Domande frequenti (FAQ)
Che aspetto hanno le uova delle formiche?
Le uova di formica sono minuscole (da 0,5 a 1 mm), ovali e solitamente biancastre o trasparenti. Sono morbide e appiccicose, motivo per cui spesso si raggruppano in piccoli grumi. Ciò che i profani spesso scambiano per uova (i bozzoli più grandi e ovali) sono in realtà le pupe [1] .
Quanto tempo ci vuole perché un uovo si schiuda e diventi una formica?
Ciò dipende fortemente dalla specie e dalla temperatura. Nella formica rossa dei boschi, lo stadio di uovo dura circa 2 settimane, lo stadio di larva circa 2 settimane e lo stadio di pupa anche circa 2 settimane. In totale, ci vogliono circa 6 settimane dall'uovo alla formica adulta. In condizioni ottimali (calore), avviene più velocemente [1] .
Anche le api operaie possono deporre le uova?
Sì, in molte specie, le formiche operaie possono deporre le uova in assenza della regina. Tuttavia, poiché le formiche operaie non vengono fecondate, da queste uova non fecondate si sviluppano solo formiche maschio. Queste uova spesso servono anche come cibo (uova trofiche) per altre larve [4] .
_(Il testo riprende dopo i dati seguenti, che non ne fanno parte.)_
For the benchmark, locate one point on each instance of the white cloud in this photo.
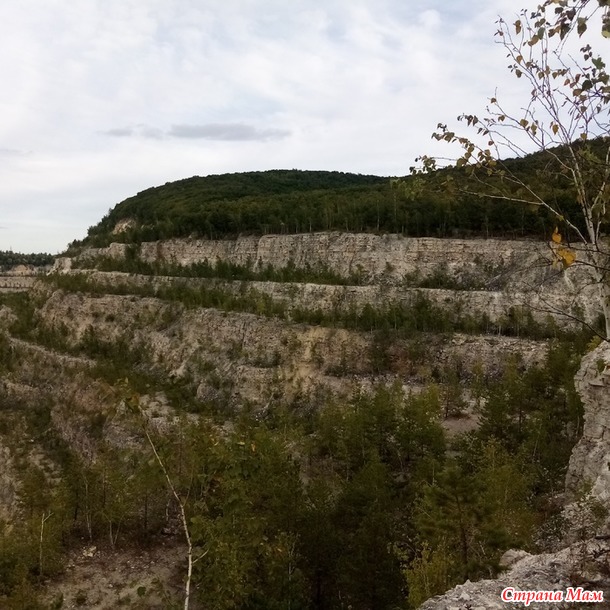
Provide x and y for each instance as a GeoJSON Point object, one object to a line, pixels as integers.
{"type": "Point", "coordinates": [195, 87]}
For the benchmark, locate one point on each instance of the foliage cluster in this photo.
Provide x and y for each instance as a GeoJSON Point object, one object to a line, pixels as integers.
{"type": "Point", "coordinates": [360, 502]}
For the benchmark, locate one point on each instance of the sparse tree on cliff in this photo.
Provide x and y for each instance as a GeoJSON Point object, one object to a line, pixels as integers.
{"type": "Point", "coordinates": [566, 116]}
Cosa succede alle uova in inverno?
La maggior parte delle specie di formiche autoctone va in letargo. Spesso, solo le larve e gli adulti svernano, non le uova. La regina ricomincia a deporre le uova solo in primavera. In alcune specie (ad esempio, Myrmica ), le larve possono svernare, ma richiedono temperature fredde per un ulteriore sviluppo [1] .
I rimedi casalinghi aiutano contro la covata?
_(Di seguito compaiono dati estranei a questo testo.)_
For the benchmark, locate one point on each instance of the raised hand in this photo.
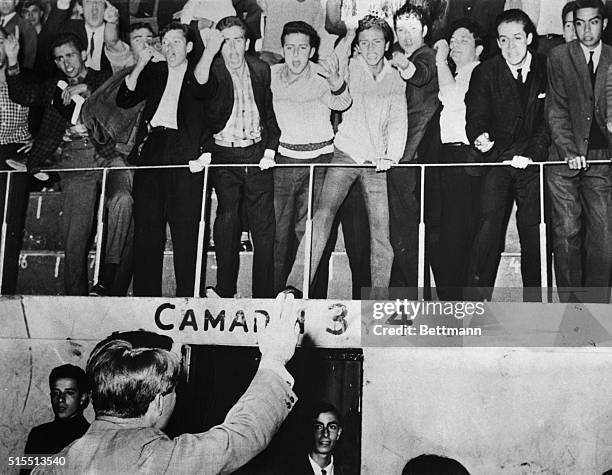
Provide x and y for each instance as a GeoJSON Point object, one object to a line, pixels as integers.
{"type": "Point", "coordinates": [330, 70]}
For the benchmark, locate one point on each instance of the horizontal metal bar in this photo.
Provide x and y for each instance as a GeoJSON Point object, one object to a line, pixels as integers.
{"type": "Point", "coordinates": [299, 165]}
Rimedi casalinghi come il bicarbonato di sodio o gli oli essenziali spesso allontanano solo le api operaie o uccidono singole api. Raramente raggiungono le uova in profondità nel nido o la regina. Per una rimozione sostenibile del nido, le esche trasportate all'interno sono più efficaci.
Conclusione
Le uova di formica sono il motore invisibile di ogni colonia di formiche. Il loro sviluppo, la loro cura e il codice genetico che contengono determinano il destino della colonia. Per gli amanti della natura, sono una meraviglia dell'evoluzione, dal complesso sistema delle caste all'igiene sociale. Per i proprietari di casa che combattono un'infestazione, la conoscenza delle uova e della regina è essenziale: solo chi capisce che le formiche visibili sono solo la punta dell'iceberg e che la vera "fabbrica" è nascosta può risolvere definitivamente i problemi delle formiche. Utilizzate metodi che sfruttino l'istinto delle formiche di prendersi cura della covata, impiegando esche che raggiungano le larve e la regina.
Fonti e riferimenti
- Wikipedia/Grokipedia, "Formiche - Sviluppo, riproduzione e stile di vita", basato su Hölldobler & Wilson (1990) e Seifert (2007).
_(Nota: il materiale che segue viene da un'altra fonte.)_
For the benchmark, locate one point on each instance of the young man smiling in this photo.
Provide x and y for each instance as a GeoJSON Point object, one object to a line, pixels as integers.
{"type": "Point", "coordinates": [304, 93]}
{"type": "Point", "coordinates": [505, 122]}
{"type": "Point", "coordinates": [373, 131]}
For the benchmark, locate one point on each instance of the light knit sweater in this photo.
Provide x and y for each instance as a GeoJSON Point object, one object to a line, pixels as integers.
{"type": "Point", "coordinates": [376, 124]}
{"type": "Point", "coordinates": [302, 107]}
- Dietrich, C. & Steiner, E.: "La vita delle nostre formiche – una panoramica", in: Denisia 25, Centro di biologia di Linz, 2009.
- Cremer, S.: "Formiche invasive in Europa: come si diffondono e modificano la fauna autoctona", Roundtable Discussions Forum Ecology, Vol. 46, 2017.
- SWR2 Wissen: "Formiche - Conquistatrici del mondo e meraviglie", intervista con la Prof.ssa Susanne Foitzik, manoscritto per la trasmissione del 02.05.2021.
- Ufficio statale bavarese per l'ambiente: "Formiche - Conoscenza ambientale nella pratica", Augusta, 2013.